11.1 Data Analytics and Managerial Accounting
11.1.1 What’s All This Noise About Data Analytics?
“Data analytics are the next big thing! They’re big! They’re a thing!”
That’s the opening line of about one quadrillion think pieces about data analytics (or business analytics or big data or maybe a half-dozen other related ideas). Then when you start to read the article, you’re drowned in a lake of jargon. Here’s the executive summary (you know, that supposedly-digestible part) of one such piece.
“Management accountants are positioned to play a key role in the implementation and application of business analytics in their organizations as they move beyond traditional, transaction-based accounting to analytics. This emerging trend will transform how management accountants analyze and interpret data for their companies.”
So. Many. Words.
Let’s try to break it down, starting from somewhere concrete and building up to what data analytics means in managerial accounting.

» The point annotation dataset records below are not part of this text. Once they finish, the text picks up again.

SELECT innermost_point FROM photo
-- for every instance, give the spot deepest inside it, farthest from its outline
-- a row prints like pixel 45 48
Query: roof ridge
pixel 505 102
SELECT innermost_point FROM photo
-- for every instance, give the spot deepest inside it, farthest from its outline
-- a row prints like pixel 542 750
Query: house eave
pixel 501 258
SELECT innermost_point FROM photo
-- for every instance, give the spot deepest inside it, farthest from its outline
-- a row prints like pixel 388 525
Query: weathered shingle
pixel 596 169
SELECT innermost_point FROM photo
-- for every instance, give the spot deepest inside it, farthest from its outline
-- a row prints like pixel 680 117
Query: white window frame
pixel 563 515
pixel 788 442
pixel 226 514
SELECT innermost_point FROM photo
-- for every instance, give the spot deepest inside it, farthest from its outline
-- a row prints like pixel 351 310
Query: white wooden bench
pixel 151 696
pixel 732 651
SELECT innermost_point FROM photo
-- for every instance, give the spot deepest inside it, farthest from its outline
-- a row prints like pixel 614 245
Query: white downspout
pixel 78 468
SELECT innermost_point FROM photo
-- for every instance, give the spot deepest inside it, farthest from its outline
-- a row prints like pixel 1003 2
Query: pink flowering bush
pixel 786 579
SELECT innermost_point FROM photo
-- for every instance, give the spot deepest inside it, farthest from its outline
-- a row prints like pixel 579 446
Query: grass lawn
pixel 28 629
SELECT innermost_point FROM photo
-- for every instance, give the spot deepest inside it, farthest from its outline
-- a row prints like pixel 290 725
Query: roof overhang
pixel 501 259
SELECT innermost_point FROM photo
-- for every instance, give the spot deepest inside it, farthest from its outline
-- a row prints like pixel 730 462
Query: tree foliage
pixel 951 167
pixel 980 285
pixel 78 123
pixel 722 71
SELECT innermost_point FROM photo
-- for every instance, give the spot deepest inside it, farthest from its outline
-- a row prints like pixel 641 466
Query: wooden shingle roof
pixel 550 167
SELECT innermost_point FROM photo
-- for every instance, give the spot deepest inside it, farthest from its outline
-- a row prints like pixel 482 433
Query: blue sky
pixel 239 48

- Companies are in an information war. See Chapters 1 through 10 of this textbook. Managers really want to know their cost and revenue functions, so they can maximize profit. Maximize profit better than the next guy and you “win” the marketplace (if not, you may start to go out of business). So, channeling Sun Tzu, information dominance wins the day.
- Because of computing advances, there are a lot more chrunch-able numbers to tell us something about the firm’s cost and revenue functions. These numbers include lots of data that is not traditional accounting information.
- Managerial accountants (or general accountants that have some managerial accounting roles) live their life really close to the firm’s numbers already. So it’s often our job to do the crunching.*
*Or alternatively, a firm has separate data analytics roles. Still, accountants probably work closely with the data analysts who fill those roles (accountants often call up the data department to say, “Oh, you think crunching numbers is your ally. But you merely adopted the crunchiness. I was born in it, molded by it….”)
11.1.2 Why Now?
It’s not just that computing power in supercomputers has increased. The rise of data analytics is not as much caused by advances at the top of the computing power pyramid as it is caused by advances at the bottom. High-powered computing has reached the masses. Enormously powerful computers now sit in many peoples’ pockets, and these smartphones (as well as most modern, super-powered laptop and desktop computers) are connected almost instantaneously to the world through the internet.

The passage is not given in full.